Although nearly six out of ten Germans expect to be paid but a very small pension, only 15 percent pay into a private retirement scheme. This is the upshot of a representative survey the pollster Forsa conducted on behalf of the Bank of Scotland. Striking to note, many of the poll respondents held conflicting views regarding suitable ways to prepare for old age: Barely eight percent considered the government-subsidised pension plan a sensible proposition. But 28 percent take advantage of it nonetheless.
One in Three Consider Property Ownership an Effective Retirement Scheme
Property ownership was considered the most effective retirement scheme by 35 percent of the respondents. One in two respondents has taken out a private life and annuity insurance policy, but only 21 percent of the total consider it a sensible thing to do. Third place among the most effective retirement schemes went to company pension plans. 13 percent of the respondents thought them safe, while 33 percent said they actually take advantage of them. Next in line were stocks and investment funds, as six percent of the poll participants find them effective and no less than 20 percent actually own equities and fund shares. Bullion, savings accounts, overnight deposits and time deposits were rated as the least effective way to prepare for old age. Less than three percent of the respondents have chosen these for their retirement schemes.

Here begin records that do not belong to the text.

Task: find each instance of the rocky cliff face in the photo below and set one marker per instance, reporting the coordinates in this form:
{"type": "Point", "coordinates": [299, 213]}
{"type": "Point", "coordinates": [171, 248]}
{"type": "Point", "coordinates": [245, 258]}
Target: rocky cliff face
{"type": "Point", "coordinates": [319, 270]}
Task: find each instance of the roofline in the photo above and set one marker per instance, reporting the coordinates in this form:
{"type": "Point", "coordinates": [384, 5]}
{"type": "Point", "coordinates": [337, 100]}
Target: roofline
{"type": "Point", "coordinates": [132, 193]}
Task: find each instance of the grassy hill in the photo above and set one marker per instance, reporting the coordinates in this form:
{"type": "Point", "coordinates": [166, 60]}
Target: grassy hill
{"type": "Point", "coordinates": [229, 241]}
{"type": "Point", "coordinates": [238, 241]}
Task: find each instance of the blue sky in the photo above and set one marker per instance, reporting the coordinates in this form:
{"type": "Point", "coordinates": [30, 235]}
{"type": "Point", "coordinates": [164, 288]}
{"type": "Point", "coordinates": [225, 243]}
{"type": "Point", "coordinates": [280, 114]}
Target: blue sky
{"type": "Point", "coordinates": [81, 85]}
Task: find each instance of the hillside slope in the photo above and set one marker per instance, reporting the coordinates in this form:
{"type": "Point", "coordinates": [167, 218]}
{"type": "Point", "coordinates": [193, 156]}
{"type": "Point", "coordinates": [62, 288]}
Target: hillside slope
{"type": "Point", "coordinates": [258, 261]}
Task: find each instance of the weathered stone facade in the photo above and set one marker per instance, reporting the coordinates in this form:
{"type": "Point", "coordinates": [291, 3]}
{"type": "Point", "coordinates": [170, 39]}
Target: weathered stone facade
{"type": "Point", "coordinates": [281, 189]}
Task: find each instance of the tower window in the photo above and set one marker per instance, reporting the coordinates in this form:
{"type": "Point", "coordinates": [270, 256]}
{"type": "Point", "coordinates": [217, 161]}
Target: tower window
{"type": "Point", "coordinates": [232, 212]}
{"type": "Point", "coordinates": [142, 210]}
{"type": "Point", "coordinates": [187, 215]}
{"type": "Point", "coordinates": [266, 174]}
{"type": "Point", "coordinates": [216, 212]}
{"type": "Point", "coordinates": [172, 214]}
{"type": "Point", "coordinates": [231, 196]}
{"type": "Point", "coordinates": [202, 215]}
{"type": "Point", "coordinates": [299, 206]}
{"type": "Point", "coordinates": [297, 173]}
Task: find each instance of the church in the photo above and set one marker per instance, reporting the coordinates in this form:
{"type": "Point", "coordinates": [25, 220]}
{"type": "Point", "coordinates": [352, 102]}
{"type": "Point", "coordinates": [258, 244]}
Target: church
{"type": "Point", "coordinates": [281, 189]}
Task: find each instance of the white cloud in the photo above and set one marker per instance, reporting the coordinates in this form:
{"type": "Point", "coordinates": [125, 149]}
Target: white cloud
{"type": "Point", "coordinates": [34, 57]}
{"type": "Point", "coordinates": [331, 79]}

Old-Age Provision often Neglected out of Carelessness or for Lack of Funds
The main reason for the contradiction between the views held by the respondents and their actual choices of retirement schemes is simply the force of habit. This is confirmed by the way the respondents handle large amounts of money: 62 percent admitted to the habit of leaving large amounts in their current accounts rather than investing them in more profitable ways. Out of those who are not paying into a private pension plan at all, 57 percent cited lack of disposable funds as their reason. 29 percent consider themselves too old to start paying into a private pension scheme, whereas another 14 percent said they felt too young to start doing so.